Der Staat kurbelt die Bauaktivitäten derzeit hauptsächlich über seine Langzeitprogramme für staatliche Investitionen in die Bereiche Infrastruktur und Wohnungsbau an. Hauptimpulse zur Modernisierung und zum Ausbau der Verkehrswege liefert das aktuell bis 2025 laufende Programm "Nurly Zhol". Zudem fördert der Staat mit dem Programm "Nurly Zher" neuen Wohnraum für etwa 1,5 Millionen Familien.
Ölprojekte werden trotz Coronakrise weiter vorangetrieben
In der Coronakrise haben der volatile Ölpreis und die gezielte Drosselung der weltweiten Förderung den kasachischen Förderunternehmen zugesetzt.

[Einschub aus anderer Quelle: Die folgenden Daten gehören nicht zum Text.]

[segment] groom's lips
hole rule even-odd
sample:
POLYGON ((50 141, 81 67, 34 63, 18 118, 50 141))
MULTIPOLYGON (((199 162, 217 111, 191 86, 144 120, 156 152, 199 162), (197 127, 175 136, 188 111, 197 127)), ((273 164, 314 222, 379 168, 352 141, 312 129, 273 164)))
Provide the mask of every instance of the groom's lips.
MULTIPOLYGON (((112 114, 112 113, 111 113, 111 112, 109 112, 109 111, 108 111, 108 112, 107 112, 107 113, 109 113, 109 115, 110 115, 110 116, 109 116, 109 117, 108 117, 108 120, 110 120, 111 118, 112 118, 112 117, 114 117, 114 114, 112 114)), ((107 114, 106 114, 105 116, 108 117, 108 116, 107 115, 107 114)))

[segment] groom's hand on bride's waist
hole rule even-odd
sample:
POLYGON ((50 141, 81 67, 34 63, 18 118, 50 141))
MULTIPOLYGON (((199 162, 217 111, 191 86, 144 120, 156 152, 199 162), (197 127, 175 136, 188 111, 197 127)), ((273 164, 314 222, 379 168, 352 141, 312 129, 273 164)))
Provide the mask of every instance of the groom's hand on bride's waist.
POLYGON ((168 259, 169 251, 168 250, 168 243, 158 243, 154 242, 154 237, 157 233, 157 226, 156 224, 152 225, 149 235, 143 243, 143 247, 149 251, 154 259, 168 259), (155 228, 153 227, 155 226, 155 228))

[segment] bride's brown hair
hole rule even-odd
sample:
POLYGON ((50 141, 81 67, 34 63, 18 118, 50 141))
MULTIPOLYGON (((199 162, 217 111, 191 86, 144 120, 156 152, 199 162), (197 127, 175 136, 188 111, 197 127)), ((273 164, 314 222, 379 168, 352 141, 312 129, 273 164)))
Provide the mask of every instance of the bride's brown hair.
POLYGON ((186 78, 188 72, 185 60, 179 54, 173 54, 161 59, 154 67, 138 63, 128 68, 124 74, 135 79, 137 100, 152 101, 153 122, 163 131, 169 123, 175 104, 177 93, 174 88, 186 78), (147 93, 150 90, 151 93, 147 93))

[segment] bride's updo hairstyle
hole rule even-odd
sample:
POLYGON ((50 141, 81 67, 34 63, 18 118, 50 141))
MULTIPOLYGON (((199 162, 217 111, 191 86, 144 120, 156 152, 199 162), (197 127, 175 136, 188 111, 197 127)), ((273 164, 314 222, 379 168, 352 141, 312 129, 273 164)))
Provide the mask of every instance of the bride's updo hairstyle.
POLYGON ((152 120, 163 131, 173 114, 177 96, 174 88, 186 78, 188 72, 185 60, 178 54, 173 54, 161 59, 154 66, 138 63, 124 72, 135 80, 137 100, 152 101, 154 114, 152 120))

Sie hielten die Förderung zwar weitestgehend aufrecht. Wegen einer von Kasachstan mitgetragenen Kürzung der Ölproduktion im Rahmen der OPEC+ wurde 2020 aber um 5,4 Prozent weniger Öl gefördert als 2019. Im Jahr 2021 und danach soll es wieder aufwärtsgehen.
Beim Ausbau der drei wichtigsten Ölförderprojekte des Landes sind daher auch kaum Abstriche zu erwarten. Das mit Abstand größte Projekt verfolgt Betreiber Tengizchevroil bereits seit 2016. In den Ausbau der Ölförderung am Ölfeld Tengiz investiert das Unternehmen rund 45 Milliarden US-Dollar (US$). Darüber hinaus stehen bei den Konsortien NCOC und KPO, die in Kasachstan die Öl- und Gaslagerstätten Kashagan und Karachaganak betreiben, aktuell Projekte mit Investitionen über 1,5 Milliarden beziehungsweise 1 Milliarde US$ an.